Schuller...lays bare how white feminism, rooted in binary, dated understandings of womanhood...'is a political position, not an identity,' and has no interest in disrupting the status quo, or in a reallocation of power ... The most adept historian is one who can transform carefully mined nuggets of archival material into compelling, if not piquant, prose. Schuller is a gifted storyteller, her counterhistory equal parts writerly craft and scholarly diligence ... Schuller’s writing is strongest when locating the precise historical moments in which these feminist figures intersected ... Schuller takes care to render these women not as heroes and villains, but as studies in complexity, contradiction and nuance. Sometimes, though, the balance between the two subjects can feel off ... However, when Schuller does strike the right balance, as she does between the anti-trans feminist Janice Raymond and the trans theorist Sandy Stone, the result is mesmerizing. The Trouble With White Women is a welcome addition to the feminist canon. Undertaking the kind of critical labor necessary for engendering a truly liberatory feminism, Kyla Schuller is doing the work.
The brilliance of Schuller’s work is that she reveals that white feminism isn’t simply a politics, rather it is a mandate of a biopolitics—a wielding of science and government to regulate populations—that extends into the realms of the sciences, economics, and morality that empowers 'woman' through strengthening and securing 'whiteness' ... Schuller offers a refreshing contrast to a particular strand of 21st-century white feminism that willfully divorces human responsibility—arguably, to prevent the white male discomfort and anger that would threaten these white feminists’ power and popularity—for these systems ... Considering the examples of antiracist feminists provided in the book, who were ceaseless and tireless in their resistance efforts, and who attempted to leverage capitalist institutions to the best of their ability, Schuller’s critique of self-optimization would be strengthened through further, clearer differentiation from self-determination ... That capitalism is so utterly unavoidable is perhaps why Schuller’s proposed solution to this self-optimization feels both insufficient and unpromising ... in this world run by mediocre white men and their white feminist accomplices, I cannot imagine demanding less of our leaders, or ourselves.

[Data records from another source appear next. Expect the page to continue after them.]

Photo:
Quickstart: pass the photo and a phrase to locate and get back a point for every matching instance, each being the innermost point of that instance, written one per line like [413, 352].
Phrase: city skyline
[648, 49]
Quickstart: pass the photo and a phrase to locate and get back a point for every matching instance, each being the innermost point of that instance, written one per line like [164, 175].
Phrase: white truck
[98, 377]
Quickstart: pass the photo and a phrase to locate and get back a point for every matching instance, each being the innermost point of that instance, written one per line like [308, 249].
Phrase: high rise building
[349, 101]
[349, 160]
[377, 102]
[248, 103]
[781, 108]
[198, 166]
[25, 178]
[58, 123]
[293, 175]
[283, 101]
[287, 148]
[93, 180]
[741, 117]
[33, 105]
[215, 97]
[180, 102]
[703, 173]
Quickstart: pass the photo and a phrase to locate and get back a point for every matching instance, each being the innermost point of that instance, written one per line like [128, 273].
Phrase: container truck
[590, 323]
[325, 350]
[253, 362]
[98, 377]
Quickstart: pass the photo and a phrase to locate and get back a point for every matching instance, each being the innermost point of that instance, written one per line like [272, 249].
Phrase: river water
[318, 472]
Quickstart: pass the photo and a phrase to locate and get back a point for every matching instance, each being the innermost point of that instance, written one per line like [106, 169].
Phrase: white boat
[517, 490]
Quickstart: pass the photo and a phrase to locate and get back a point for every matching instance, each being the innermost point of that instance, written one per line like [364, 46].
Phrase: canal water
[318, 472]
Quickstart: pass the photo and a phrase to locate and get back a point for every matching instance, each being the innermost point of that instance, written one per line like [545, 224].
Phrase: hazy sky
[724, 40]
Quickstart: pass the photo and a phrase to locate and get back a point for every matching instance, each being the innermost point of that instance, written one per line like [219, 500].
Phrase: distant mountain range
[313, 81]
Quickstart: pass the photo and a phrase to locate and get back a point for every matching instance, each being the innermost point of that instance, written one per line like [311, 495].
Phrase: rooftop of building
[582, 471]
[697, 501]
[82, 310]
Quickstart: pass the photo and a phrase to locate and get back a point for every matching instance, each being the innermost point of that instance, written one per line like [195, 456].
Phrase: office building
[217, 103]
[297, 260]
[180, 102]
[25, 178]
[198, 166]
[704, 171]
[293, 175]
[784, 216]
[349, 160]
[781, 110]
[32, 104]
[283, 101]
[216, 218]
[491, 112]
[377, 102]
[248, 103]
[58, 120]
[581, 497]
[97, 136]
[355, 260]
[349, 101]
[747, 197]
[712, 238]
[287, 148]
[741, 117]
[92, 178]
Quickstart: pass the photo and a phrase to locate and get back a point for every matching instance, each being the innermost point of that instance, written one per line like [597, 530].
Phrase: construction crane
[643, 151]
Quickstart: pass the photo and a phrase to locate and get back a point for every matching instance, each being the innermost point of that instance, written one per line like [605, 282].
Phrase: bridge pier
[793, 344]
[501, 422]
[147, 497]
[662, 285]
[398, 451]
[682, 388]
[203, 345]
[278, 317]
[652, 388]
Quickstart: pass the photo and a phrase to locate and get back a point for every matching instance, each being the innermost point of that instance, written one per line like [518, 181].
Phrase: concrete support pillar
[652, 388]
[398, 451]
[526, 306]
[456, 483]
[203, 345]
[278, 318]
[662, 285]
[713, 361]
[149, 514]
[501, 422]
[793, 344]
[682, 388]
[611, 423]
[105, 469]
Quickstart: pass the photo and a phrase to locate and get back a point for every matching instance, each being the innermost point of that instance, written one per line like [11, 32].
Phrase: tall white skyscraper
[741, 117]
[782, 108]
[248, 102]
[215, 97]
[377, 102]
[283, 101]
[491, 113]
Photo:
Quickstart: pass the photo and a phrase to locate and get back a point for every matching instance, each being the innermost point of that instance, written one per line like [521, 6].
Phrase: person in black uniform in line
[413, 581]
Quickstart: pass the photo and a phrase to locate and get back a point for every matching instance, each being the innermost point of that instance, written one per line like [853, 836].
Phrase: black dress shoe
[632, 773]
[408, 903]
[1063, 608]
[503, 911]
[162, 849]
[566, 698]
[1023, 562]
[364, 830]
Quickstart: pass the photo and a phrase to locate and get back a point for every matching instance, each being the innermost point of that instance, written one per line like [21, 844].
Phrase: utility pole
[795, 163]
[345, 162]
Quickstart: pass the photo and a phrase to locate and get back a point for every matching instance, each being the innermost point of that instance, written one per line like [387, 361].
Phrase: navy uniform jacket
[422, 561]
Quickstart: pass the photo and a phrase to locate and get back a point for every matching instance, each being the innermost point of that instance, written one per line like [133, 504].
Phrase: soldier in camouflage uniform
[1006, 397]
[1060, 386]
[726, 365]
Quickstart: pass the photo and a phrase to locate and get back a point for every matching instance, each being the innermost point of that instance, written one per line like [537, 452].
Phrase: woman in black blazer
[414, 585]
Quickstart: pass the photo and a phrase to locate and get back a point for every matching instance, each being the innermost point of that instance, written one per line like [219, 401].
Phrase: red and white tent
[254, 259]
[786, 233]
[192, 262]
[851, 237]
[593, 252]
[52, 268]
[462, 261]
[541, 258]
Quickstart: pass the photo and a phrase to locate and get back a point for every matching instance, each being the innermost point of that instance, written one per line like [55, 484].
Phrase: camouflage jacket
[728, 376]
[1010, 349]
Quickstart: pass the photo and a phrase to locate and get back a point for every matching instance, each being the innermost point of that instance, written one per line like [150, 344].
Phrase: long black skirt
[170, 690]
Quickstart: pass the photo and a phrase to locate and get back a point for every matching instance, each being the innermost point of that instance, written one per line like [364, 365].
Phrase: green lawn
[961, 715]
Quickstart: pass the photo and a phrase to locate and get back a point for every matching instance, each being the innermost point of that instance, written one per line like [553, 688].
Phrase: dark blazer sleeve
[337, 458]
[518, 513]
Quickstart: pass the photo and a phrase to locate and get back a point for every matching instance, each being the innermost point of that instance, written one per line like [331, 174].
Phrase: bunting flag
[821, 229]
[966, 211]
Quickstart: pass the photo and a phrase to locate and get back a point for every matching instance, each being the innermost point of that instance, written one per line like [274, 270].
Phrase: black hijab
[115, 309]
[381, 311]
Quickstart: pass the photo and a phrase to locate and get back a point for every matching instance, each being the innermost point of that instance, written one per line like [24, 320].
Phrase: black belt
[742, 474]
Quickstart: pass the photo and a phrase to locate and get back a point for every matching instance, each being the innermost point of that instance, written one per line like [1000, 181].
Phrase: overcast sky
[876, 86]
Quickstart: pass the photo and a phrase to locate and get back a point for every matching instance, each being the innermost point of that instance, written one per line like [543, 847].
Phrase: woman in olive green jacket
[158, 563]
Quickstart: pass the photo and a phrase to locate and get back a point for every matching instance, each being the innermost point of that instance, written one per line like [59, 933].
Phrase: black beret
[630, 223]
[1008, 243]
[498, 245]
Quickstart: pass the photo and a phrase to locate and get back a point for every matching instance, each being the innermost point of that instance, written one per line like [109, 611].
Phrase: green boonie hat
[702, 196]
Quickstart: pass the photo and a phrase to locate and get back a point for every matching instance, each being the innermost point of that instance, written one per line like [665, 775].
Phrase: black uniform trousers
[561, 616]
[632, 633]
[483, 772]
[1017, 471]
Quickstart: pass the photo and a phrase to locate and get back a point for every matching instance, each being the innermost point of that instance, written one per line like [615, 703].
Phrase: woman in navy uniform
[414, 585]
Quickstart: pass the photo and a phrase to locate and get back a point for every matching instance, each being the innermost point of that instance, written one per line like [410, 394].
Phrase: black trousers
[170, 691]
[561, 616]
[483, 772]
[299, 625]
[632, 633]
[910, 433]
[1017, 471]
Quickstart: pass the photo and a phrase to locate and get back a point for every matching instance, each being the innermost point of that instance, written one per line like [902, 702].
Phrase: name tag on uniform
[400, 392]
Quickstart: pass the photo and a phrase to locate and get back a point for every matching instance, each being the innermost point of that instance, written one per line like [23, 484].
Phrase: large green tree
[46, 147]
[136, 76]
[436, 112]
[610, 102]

Schuller’s paired biographical approach and her pitting of white vs. intersectional models from the outset seems to risk entrenching a polarizing binary view which is surely not her intention ... Life was never so simple as her own data shows, even though the full range of intersectional issues...are not really addressed. And where do feminist men fit in? The data she has gathered is richer and more complex than the simple analytical model by which it is organized ... The biographical approach she uses also illustrates very clearly some of the problems of direct application of the concept of intersectionality ... It seems both simplistic and unnecessarily polarizing merely to pit 'white' against 'intersectional,' and to envision the defeat of the former by the latter as an event in the future ... Schuller has succeeded in her aim to give full recognition to many, distinguished women whose contribution has been overlooked, although her rewriting of the Sojourner Truth narrative may meet resistance ... Schuller has produced a work of impressive scholarship and research, from which many readers and students will benefit, though the rich and complex material she has assembled seems to demand a more nuanced analytical model.